Sterker, als je je als jong mens nu niet zou uitspreken tegen de onmenselijke gevolgen van de ‘koloniale asymmetrie’ waarmee de staat Israël zich op dit moment op de Palestijnse bevolking wreekt, zou dat een ongekend brevet van onvermogen aan het adres van hun opvoeders en opleiders zijn. De universiteit is bij uitstek een plek waar studenten wordt geleerd om de ‘waanzin van de normaliteit’, om Herbert Marcuse te citeren, niet te accepteren. Of in termen van de reclameslogan van een paar jaar terug van de UVA zelf: als wij hier iets proberen te doen, is het ‘competente rebellen’ opleiden.
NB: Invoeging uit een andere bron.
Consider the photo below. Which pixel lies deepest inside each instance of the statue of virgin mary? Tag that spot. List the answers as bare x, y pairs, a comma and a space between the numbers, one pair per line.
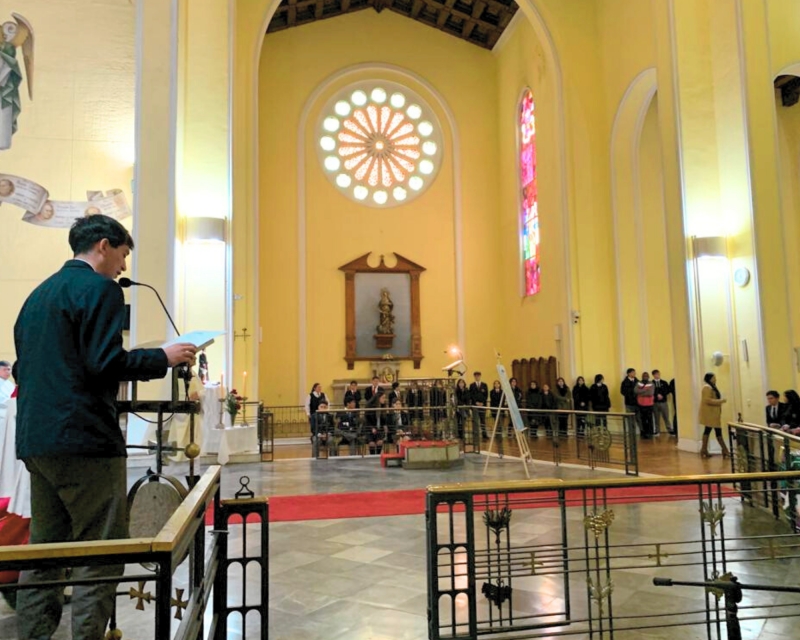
17, 34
Als je je als student dan niet uitspreekt tegen wat zich naar het zich laat aanzien aan het ontpoppen is als de grootste massaslachting van de 21ste eeuw, tegen wat dan wel? Ik snap dus heel goed waarom dit voor deze generatie studenten de allesbepalende morele toetssteen is geworden.
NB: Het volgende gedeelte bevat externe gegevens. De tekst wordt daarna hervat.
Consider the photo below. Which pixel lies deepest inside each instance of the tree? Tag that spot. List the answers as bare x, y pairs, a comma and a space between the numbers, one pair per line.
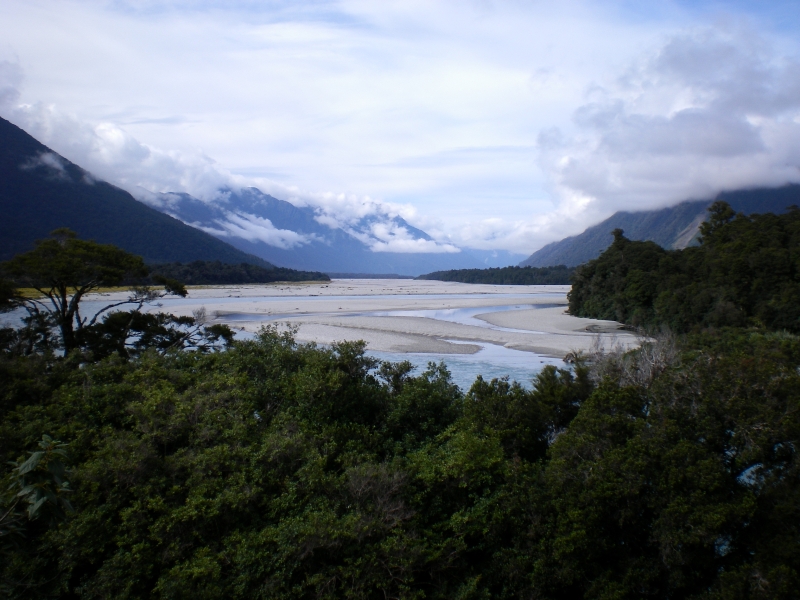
63, 269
Ook al doe ik zelf niet mee. En ook al heb ik bedenkingen tegen de stootrichting die het protest heeft genomen en de iconografie waarin men zich heeft omgeven. Waarom niet gestreefd naar een staakt-het-vuren en vrede in plaats van naar een zelfstandige Palestijnse staat? Waarom gedemonstreerd vóór de Palestijnen en niet tégen de Israelian Defense Force? En is het handig om op te roepen tot een Intifada, ‘from the river to the sea’ te zingen, islamitische haarbanden te dragen, met borden te lopen waarop ‘queers for Palestine’ staat, terwijl Hamas zo ongeveer de meest homofobe organisatie denkbaar is en je het risico loopt joodse medeburgers van je te vervreemden? Maar goed, in een democratie is nu eenmaal niemand de baas over de goede smaak en moet je als burger derhalve af en toe schouderophalend over opvattingen heen stappen die niet de jouwe zijn, je ogen sluiten voor iconen die schofferen of je oren dichtdoen voor oproepen die jou te schril klinken.